Fresh content can be overrated; I created a lot of static pages around here (sadly, now mostly out-of-date) because I wanted to be able to easily find the exact information I needed. I still rely on two static resources all the time:

  • My Hotel Promotions page is the first place I go when I’m planning a hotel stay. I try to keep it up-to-date, and briefly describe each promotion with a link directly to the registration page. There are a few other sites that try to do something similar, like Loyalty Lobby, but their formatting drives me nuts, and they include targeted and hyper-specific promotions (earn 500 points when you stay at a Holiday Inn Express in Mainland China!), and usually link to their own blog posts about each promotion instead of directly to the registration site itself.

  • Frequent Miler’s best credit card offers. The page has gotten somewhat more annoying to use over the years, but he still does a good job keeping it up-to-date, so when I just want to find out what the highest current sign-up offer is for a given credit card is, I almost always start here. Once you know the offer, if you don’t want to use an affiliate link you can usually just Google the offer terms and find a direct link to the application.

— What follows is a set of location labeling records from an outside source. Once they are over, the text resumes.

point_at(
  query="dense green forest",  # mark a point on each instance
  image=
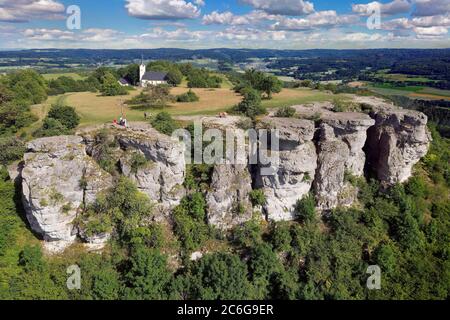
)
(405, 230)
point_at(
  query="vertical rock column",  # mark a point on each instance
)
(52, 188)
(340, 147)
(296, 169)
(396, 143)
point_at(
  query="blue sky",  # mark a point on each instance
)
(281, 24)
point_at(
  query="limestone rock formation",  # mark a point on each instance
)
(340, 145)
(57, 180)
(397, 141)
(163, 176)
(295, 170)
(228, 199)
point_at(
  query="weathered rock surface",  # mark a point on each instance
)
(57, 179)
(340, 144)
(295, 170)
(396, 143)
(228, 199)
(399, 139)
(162, 178)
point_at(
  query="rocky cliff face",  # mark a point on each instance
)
(163, 176)
(58, 179)
(340, 141)
(60, 175)
(295, 170)
(396, 143)
(228, 199)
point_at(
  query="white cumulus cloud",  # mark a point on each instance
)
(163, 9)
(283, 7)
(27, 10)
(387, 9)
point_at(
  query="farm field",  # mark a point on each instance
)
(403, 77)
(95, 109)
(53, 76)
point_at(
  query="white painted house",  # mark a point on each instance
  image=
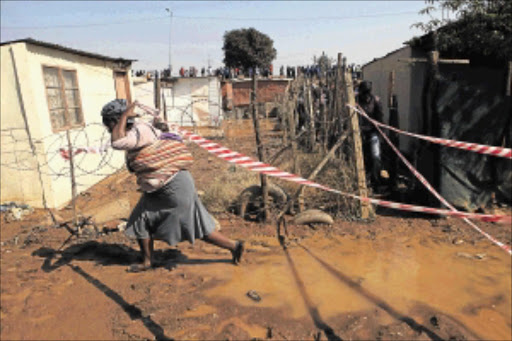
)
(49, 93)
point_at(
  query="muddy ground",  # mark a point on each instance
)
(398, 277)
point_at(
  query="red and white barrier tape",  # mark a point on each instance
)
(260, 167)
(430, 188)
(263, 168)
(474, 147)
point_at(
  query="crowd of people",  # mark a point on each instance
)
(307, 71)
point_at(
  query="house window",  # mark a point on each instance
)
(63, 98)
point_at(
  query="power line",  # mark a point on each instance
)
(83, 25)
(304, 18)
(219, 18)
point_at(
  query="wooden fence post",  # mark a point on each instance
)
(366, 208)
(73, 181)
(394, 121)
(261, 156)
(157, 88)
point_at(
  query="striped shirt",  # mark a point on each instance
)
(153, 158)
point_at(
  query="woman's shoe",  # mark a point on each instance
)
(237, 252)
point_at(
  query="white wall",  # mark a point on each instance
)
(96, 87)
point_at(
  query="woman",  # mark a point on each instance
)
(169, 208)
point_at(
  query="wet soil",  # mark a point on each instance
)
(398, 277)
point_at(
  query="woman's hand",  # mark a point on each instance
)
(119, 130)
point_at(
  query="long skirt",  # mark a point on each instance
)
(173, 213)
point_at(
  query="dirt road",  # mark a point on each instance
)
(396, 278)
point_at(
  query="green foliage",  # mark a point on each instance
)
(247, 47)
(482, 29)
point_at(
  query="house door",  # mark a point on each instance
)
(122, 86)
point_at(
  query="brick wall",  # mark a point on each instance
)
(268, 90)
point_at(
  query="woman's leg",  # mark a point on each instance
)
(218, 239)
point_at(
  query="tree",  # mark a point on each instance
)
(482, 29)
(247, 47)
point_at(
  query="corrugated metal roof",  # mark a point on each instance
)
(66, 49)
(387, 54)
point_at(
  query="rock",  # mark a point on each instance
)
(253, 295)
(121, 226)
(434, 321)
(464, 255)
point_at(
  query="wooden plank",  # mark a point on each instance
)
(439, 61)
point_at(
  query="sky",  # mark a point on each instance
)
(144, 30)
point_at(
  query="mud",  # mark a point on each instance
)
(399, 277)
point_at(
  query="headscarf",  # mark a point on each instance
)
(114, 108)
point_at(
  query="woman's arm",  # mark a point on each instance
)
(119, 130)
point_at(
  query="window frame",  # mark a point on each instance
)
(62, 91)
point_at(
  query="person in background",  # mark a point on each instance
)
(371, 142)
(169, 208)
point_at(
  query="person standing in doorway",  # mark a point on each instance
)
(371, 141)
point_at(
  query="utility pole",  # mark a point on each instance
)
(170, 39)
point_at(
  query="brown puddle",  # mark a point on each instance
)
(341, 275)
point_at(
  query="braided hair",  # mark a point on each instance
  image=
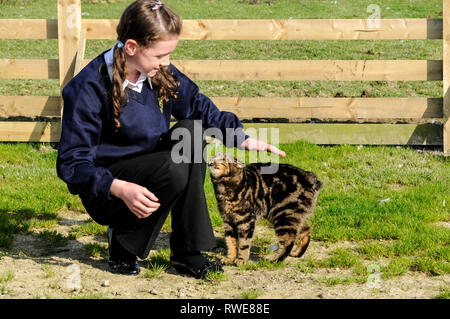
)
(145, 21)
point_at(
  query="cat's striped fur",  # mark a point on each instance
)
(286, 198)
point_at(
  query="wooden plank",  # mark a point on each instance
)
(446, 76)
(365, 134)
(29, 106)
(291, 108)
(30, 131)
(69, 26)
(304, 108)
(80, 52)
(292, 29)
(28, 29)
(310, 70)
(29, 69)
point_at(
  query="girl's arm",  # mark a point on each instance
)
(81, 129)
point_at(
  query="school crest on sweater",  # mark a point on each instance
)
(286, 198)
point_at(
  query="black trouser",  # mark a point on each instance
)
(179, 188)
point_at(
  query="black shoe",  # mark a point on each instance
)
(124, 267)
(120, 261)
(182, 265)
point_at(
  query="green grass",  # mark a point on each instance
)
(349, 209)
(6, 276)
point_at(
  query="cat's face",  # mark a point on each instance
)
(222, 165)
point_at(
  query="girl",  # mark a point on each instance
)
(116, 150)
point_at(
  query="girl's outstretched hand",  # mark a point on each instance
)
(139, 200)
(252, 144)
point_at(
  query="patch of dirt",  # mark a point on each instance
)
(40, 274)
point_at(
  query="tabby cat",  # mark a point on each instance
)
(286, 198)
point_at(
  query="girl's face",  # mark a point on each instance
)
(149, 60)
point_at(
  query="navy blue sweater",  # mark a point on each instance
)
(88, 144)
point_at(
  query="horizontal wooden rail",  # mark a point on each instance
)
(29, 69)
(290, 108)
(312, 70)
(259, 70)
(369, 134)
(30, 106)
(30, 131)
(293, 29)
(366, 134)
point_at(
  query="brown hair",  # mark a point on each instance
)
(146, 26)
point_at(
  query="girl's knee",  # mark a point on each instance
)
(177, 175)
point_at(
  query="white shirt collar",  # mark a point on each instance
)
(109, 59)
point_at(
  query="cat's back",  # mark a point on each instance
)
(275, 173)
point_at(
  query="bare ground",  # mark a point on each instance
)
(38, 274)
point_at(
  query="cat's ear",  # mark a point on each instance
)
(239, 163)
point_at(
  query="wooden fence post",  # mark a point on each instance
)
(446, 75)
(69, 27)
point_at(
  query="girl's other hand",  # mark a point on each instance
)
(139, 200)
(252, 144)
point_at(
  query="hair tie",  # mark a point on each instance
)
(157, 5)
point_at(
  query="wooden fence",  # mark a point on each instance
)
(370, 118)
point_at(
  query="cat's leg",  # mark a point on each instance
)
(286, 230)
(245, 232)
(231, 242)
(303, 239)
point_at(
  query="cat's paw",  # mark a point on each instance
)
(227, 261)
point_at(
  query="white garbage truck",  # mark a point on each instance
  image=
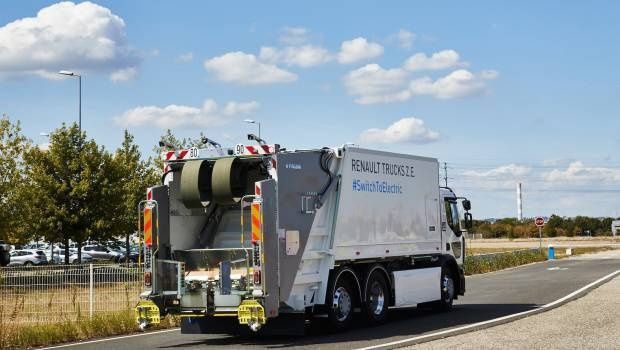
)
(262, 238)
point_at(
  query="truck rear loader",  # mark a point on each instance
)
(267, 238)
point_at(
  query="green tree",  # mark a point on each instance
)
(12, 182)
(71, 189)
(135, 176)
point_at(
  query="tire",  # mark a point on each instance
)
(448, 290)
(377, 298)
(340, 303)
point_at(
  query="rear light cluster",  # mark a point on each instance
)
(147, 279)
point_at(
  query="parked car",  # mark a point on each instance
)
(28, 257)
(133, 256)
(5, 256)
(59, 258)
(99, 252)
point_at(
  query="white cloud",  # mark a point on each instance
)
(459, 83)
(578, 173)
(302, 56)
(510, 170)
(405, 38)
(81, 37)
(439, 60)
(358, 49)
(294, 35)
(186, 57)
(406, 130)
(241, 68)
(176, 116)
(373, 84)
(124, 74)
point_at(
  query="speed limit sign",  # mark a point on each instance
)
(539, 221)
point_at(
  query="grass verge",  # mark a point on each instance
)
(22, 336)
(477, 264)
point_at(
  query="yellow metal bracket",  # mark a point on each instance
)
(251, 312)
(147, 313)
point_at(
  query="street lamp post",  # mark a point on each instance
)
(251, 121)
(73, 74)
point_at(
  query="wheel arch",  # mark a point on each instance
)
(385, 273)
(347, 271)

They’re not for everyone, but if you’re a podcast addict like me these are no-brainers:

  • Dots, Lines & Destinations. Not strictly speaking focused on travel hacking, but travel-hacking adjacent, with coverage of loyalty programs, aircraft interiors, and aviation news, along with trip reports and interviews. It’s been around at least as long as I’ve been travel hacking, and the hosts’ experience and comfort shows.

  • Saverocity Observation Deck. More focused on travel hacking, credit cards, reselling, and family travel (Joe also hosts a Disney-specific podcast, Disney Deciphered, for the Mouse-lovers out there). Patreon subscribers get bonus content at the end of most episodes.

  • Milenomics Squared. From the brains behind the Milenomics blog, this has quickly become one of my favorite travel hacking resources, as it’s focused almost entirely on earning and redeeming points. Patreon subscriptions are fairly expensive, but the additional podcast content is simply indispensable and you get access to their lively Slack channel which is a great source of datapoints for all things miles-and-points. Let me put it this way: I’m cheap, and I’m still happy to pay for this subscription.

Twitter accounts

The flip side of blogs becoming less valuable as resources is that Twitter has become much more valuable, since most bloggers tweet out a headline and a link to each new post, letting you quickly identify the ones worth reading and acting on, and the ones you can skip. I find this infinitely more convenient than subscribing to each blog in an RSS reader, which quickly fills up with all the clutter big blogs pump out these days (“The Pan Am Flight Attendant Who Gave Her Life Saving Passengers on a Hijacked Flight 33 Years Ago”).

There is a lot of repetition and clout-chasing on Twitter, so you should be sure to follow sparingly and unfollow easily. Trust me, as long as you follow 5-6 accounts, you’re not going to miss anything. With that said, here’s a starter kit for travel hacking Twitter:

  • @FrequentMiler. Of the biggest travel hacking blogs, still the most narrowly focused on miles and points, with very few breathless headlines about people taking their shoes off on planes or whatever. The blog is cluttered but the Twitter feed lets you focus on the deals relevant to you.

  • @milestomemories. Coverage of broader travel deals and news.

  • @Drofcredit. Covers absolutely everything, which makes the blog unusable (he posts dozens of things each day) but makes the Twitter feed a great one-stop resource to keep track of current and upcoming deals. Follow @Chucksth for bonus Doctor of Credit content.

  • @dannydealguru. I’m not an extreme couponer but I’ve come to really appreciate Danny’s laser focus on discounts. I don’t use his deals very often, but I’m always glad to know about them.

  • Finally, if you end up liking the podcasts I recommended above, you should follow the hosts: @WandrMe, @ssegraves and @fozzm for Dots, Lines & Destinations, @asthejoeflies and @tmount for the Saverocity Observation Deck, and @Milenomics and @RobertDwyer for Milenomics Squared.